Quand le matin fut arrivé, et que les voyageurs purent s’entretenir avec plus de calme du sujet de leur tristesse, ils apprirent les détails suivants sur la mort de Nelly.

Il y avait deux jours qu’elle était morte. Ses amis du village étaient auprès d’elle au moment suprême, sachant bien qu’elle tirait à sa fin. Elle mourut peu après le lever de l’aurore. Tour à tour on lui avait fait la lecture, on lui avait parlé jusqu’à une heure assez avancée ; mais vers la dernière partie de la nuit, elle s’endormit. On put comprendre, aux paroles qu’elle prononçait en rêvant, que ses rêves lui retraçaient les excursions faites avec le vieillard ; les scènes pénibles en avaient disparu pour faire place à l’image des êtres généreux qui avaient assisté et traité avec bienveillance le grand-père et sa petite-fille ; car souvent elle disait d’un ton de vive reconnaissance : « Que Dieu vous bénisse ! » Quand elle s’éveilla, elle n’eut pas de délire, si ce n’est qu’elle parla d’une admirable musique qu’elle entendait dans les airs. Qui sait ? c’était peut-être vrai.

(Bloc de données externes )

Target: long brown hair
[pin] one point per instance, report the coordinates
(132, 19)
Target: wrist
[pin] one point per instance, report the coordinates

Ouvrant les yeux à la fin, après un sommeil très-paisible, elle les pria de l’embrasser encore une fois. Lorsqu’ils l’eurent embrassée, elle se tourna vers le vieillard avec un sourire plein de tendresse, un sourire, dirent les témoins, comme ils n’en avaient jamais vu, et tel qu’ils ne pourraient jamais l’oublier ; et de ses deux bras elle entoura le cou de son grand-père. D’abord, on ne s’aperçut pas qu’elle était morte.

Souvent elle avait parlé des deux sœurs qu’elle aimait, disait-elle, comme de vraies amies. Elle souhaitait qu’on pût leur apprendre un jour combien leur pensée l’avait occupée et combien de fois elle les avait suivies de loin, tandis qu’elles se promenaient ensemble le soir, au bord de la rivière. Elle eût voulu revoir le pauvre Kit, dont elle prononça fréquemment le nom. Elle formait le vœu que quelqu’un lui portât son souvenir ; et même alors elle ne songeait à lui ou ne parlait de lui qu’avec une gaieté franche et vive, comme autrefois.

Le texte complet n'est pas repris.